網の中の魚とハッキリ目が合う

宮古島に、本屋さんはいくつあるでしょうか?

答えは1軒。「BOOKSきょうはん」(イオンタウン内)です。
以前はTSUTAYAもあったのですが、撤退したようです。
入り口近くの特等席に「宮古島コーナー」が。わたしの本も置いてくれています。

島にたった1軒の本屋さんだけあって、多くのお客さんとは顔見知り。たとえば「中学校の校長先生が来たから、あなたの本を買ってもらったよ!」と、店長さん談。お客さんの顔を見て、セールスしてくれているようです。

昔は、平良の繁華街に古本屋さんがありました。
建物とガジュマルなどの木が一体化したような、不思議なお店でした。郷土本のコーナーは充実していて、大事な資料をここで買った記憶があります。

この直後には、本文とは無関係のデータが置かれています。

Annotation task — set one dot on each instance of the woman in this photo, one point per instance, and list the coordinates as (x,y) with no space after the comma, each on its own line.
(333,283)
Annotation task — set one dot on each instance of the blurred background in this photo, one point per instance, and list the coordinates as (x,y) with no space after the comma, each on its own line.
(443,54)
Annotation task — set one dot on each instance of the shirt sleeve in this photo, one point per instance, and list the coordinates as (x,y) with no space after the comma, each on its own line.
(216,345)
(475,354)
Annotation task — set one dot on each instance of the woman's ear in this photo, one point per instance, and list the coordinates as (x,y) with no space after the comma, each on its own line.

ネットで調べたら、道路拡張で閉店し、那覇に移転したらしい。
古書の販売も、すっかりネットの時代。
「まさか手には入らないだろうな」と思うような、大昔に出版されたマイナーな資料が、ネットの世界を探すとちゃんとある!
オークションも多いですね。「高いな~」と買うのを躊躇していると、しばらくして半値ぐらいで別のショップから出品されていることも。

今回の執筆の基礎資料『沖縄県農林水産行政史(水産業編)』(1990年に県が出した本)も、その一例。わたしが入手した本には「琉球大学附属図書館 除籍」のスタンプが。「こんな大事な本を大学が手放していいの!?」と驚いたけど、何冊もあって整理したのかも。

街から本屋さんが消えていくのは寂しいことですが、ライターや研究者には便利な世の中になったものだと思います。